What is the ONE THING they need to do to start the process of becoming a donor? Now, I’ll be honest, while we typically say ONE THING, in this case, I would say TWO THINGS. 

  1. Set up a Call (to speak to a rep and learn more)
  2. Donate Now (online donation form for lower-lever donors)

Your high-dollar donors will likely want to speak to someone personally before dropping $35k on your nonprofit organization. However, you need to give folks who want to donate $25 a no-friction option to make that contribution online. 

Find Success:

What does success look like after your donors contribute to your nonprofit? You can double-dip on this one. Show what success looks like for both your donor and the subjects of your work. Your donor might find pride in making a difference, but show them what that difference looks like too.

Avoid Failure:

You can double-dip on this one too. You need to show your donors both what you are helping them avoid, and what you are helping the subjects of your work avoid. They need to see the dual consequences of not contributing to your nonprofit.

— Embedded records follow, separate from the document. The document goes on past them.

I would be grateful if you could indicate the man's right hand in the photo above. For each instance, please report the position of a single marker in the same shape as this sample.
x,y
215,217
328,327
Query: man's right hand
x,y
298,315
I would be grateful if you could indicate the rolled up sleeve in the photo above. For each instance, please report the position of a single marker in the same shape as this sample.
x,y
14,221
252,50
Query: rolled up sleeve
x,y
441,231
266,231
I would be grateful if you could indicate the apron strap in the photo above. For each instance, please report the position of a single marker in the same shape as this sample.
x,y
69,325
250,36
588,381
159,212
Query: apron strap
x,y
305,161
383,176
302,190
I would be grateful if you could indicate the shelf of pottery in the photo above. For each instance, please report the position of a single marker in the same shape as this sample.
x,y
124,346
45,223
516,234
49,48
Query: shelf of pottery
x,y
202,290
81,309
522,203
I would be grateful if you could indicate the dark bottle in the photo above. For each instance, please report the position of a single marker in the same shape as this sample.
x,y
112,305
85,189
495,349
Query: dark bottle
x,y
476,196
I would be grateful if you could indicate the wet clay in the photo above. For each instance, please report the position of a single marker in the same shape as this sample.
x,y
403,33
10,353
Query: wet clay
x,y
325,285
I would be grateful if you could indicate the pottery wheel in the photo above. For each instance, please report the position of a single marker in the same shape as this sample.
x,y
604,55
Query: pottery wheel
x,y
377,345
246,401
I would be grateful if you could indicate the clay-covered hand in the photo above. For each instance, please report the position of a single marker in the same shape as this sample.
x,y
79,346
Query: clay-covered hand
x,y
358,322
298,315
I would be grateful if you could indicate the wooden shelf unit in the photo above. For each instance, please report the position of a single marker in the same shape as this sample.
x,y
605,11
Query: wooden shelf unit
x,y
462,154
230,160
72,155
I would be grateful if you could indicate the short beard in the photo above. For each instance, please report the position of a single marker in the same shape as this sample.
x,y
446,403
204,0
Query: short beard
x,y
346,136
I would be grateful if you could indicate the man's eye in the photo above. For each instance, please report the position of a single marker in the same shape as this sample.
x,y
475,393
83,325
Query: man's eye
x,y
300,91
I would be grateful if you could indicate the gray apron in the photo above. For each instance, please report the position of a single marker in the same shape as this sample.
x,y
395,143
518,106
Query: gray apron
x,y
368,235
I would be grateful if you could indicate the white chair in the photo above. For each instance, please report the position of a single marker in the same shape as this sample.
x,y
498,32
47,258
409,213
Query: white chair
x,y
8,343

Again, don’t harp on this, but don’t fail to note the bad things you are helping donors and recipients avoid. 

Download our Free StoryBrand Homepage Template

Invite People into a Story, and Your Nonprofit Will Have Greater Impact

People respond when they feel invited into a story. That is true for the recipients of your work as much as the donors who fund your essential work.

If both audiences feel like they’re stepping into an exciting story of their own transformation (as well as others’), they will be more likely to participate.